I'm not saying you never do things together, but you can't expect yourselves to be joined at the hip all the time. It's just not healthy. You also have nothing to talk about. So now we do some things separately. My husband still likes his outdoor pursuits and he's really into fishing right now. He goes off into the wild oceans of West Coast Canada. He's got buddies that he goes fishing with. He sometimes goes on overnight camping trips with guys and he gets to come home and I get to ask him questions about his trip and learn something new about him.
And there's a wonderful kind of freshness to the relationship when this happens. I still dance. I don't ballroom dance, but I do Jazzercise.
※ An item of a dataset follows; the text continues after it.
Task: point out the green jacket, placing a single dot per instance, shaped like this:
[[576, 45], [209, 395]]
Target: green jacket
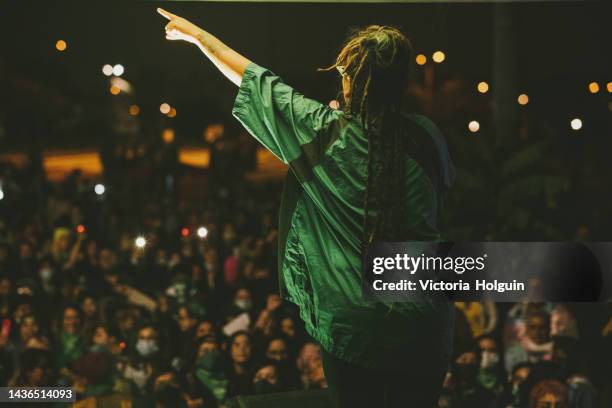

Which really fulfills my need for cardio and a good sweat, but also for dance and rhythm and moving my body and being with other women who enjoy the same thing.
We also do things together. We like to have beach fires. We love to do fun things with our kids, like go to the mountain and walk around and watch them go snow tubing. We tried snowshoeing altogether as a family, but that was just never going to work. We do snowshoeing alone without the kids, or we go on trips. We like to travel quite a bit or go on road trips. We like to watch movies together. We do volunteer work in our community. We run a junior youth spiritual empowerment program together. So there's lots of things that we can enjoy together. But again, maintaining that individuality is really incredibly important.
And I've only just skimmed the surface in terms of individuality, mostly focusing on hobbies and interests, but there're so many facets to your personality that can be complimentary to your spouse and they do not have to be the same. So I really encourage you to think about how you might maintain your individuality, or you might start to embrace this as something that's really safe and really healthy to do in a relationship. Have fun with it!